Lanco found guilty of false commissioning of plants

To lose bank guarantees for its four power plants in Rajasthan

 
By Ankur Paliwal
Published: Saturday 04 July 2015

The Union Ministry of New and Renewable Energy (MNRE) has found Lanco Infratech guilty of false commissioning of solar power plants in Rajasthan. The company will now lose its first set of bank guarantees for the remaining four solar photovoltaic plants in Rajasthan. It has already lost bank guarantees of three other plants being set up in the state after National Vidyut Vyapar Nigam (NVVN) Limited encashed it in mid-February as the company failed to commission them before the deadline on January 9.

Down To Earth had exclusively reported in the March 15 issue that these plants were commissioned only on paper.  Following the report, the ministry had sent a fact-finding team to the state to assess the ground reality.  The plants were being set up in the Askandra village in Nachna Tehsil in Jaisalmer district of the state. The team submitted its report to MNRE last week.

Lanco is building seven solar photovoltaic plants of 5 MW each in Rajasthan in the first batch of the first phase of the Jawaharlal Nehru National Solar Mission (JNNSM).

“It was found that the remaining four plants by Lanco were indeed not commissioned,” says Tarun Kapoor, joint secretary, MNRE. Lanco had written a letter to the ministry saying that the definition of commissioning was not clear to them. “It seems both the project developer and the government of Rajasthan had misinterpreted the meaning of commissioning. But whatever has been the reason, we are not accepting it. The definition of commissioning is clear,” Kapoor adds.

According to NVVN, a 5 MW solar power project is considered commissioned when the full capacity is installed and is feeding the grid depending upon the solar radiation. Down To Earth had found that while the entire 35-MW capacity was commissioned in the files of the state government, the seven plants were feeding a miniscule 65,385 kwh power in a month. This is only 1.3 per cent of the promised output.

Keeping with JNNSM guidelines, the companies were asked to submit bank guarantees of Rs 9 to Rs 12 crore at the time of signing power purchase agreements on January 9, 2011. It was agreed that if a project developer missed the deadline, NVVN would start encashing the bank guarantee in parts over three months, after which the project would be fined Rs 5 lakh per day for another three months. If still incomplete, the project would stand cancelled.

There could be more defaulters 

NVVN, a power trading arm of National Thermal Power Corporation, is now in the process of finalising the names of defaulters who have still not commissioned their plants. The second set of bank guarantees will be encashed from them.

“We are going through the reports of the fact-finding and commissioning committees and soon would know how many project developers will lose their first and second set of bank guarantees,” says A K Maggu, general manager, NVVN. First set of bank guarantee of some companies was not enchased in February as their commissioning status was disputed.

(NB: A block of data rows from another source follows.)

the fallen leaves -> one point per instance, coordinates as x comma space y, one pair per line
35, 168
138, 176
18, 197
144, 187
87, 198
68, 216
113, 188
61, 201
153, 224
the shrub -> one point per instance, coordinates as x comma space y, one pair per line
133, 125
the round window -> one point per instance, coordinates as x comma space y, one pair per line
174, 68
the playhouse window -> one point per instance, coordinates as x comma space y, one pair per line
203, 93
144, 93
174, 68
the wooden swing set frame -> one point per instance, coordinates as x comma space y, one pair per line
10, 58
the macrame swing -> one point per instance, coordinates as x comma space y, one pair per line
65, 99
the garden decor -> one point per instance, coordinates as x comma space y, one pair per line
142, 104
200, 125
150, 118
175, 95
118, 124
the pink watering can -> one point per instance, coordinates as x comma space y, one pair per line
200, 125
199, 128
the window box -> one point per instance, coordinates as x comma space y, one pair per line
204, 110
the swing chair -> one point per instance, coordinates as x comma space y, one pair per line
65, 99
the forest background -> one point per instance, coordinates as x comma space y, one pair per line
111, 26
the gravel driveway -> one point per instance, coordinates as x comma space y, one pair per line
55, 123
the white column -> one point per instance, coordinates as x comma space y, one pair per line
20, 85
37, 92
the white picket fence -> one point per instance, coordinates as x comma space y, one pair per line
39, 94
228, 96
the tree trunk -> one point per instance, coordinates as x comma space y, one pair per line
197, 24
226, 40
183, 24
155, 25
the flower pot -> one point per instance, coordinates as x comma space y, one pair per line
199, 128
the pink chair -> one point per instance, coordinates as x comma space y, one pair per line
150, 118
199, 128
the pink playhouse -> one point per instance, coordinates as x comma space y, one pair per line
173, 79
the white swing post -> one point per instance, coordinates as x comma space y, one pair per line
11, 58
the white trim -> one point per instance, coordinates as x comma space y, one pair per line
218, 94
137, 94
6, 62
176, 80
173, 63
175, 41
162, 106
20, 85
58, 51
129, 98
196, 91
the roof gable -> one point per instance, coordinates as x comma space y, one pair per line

When Down To Earth had visited Askandra on February 12, it was past the second penalty period and not even half the work was completed.
MNRE had constituted one more committee to look into the complaints raised by Centre for Science and Environment, a New Delhi-based non-profit which found that Lanco Infratech circumvented JNNSM guidelines to bag seven of the projects. “The report of the committee is expected soon,” says Kapoor.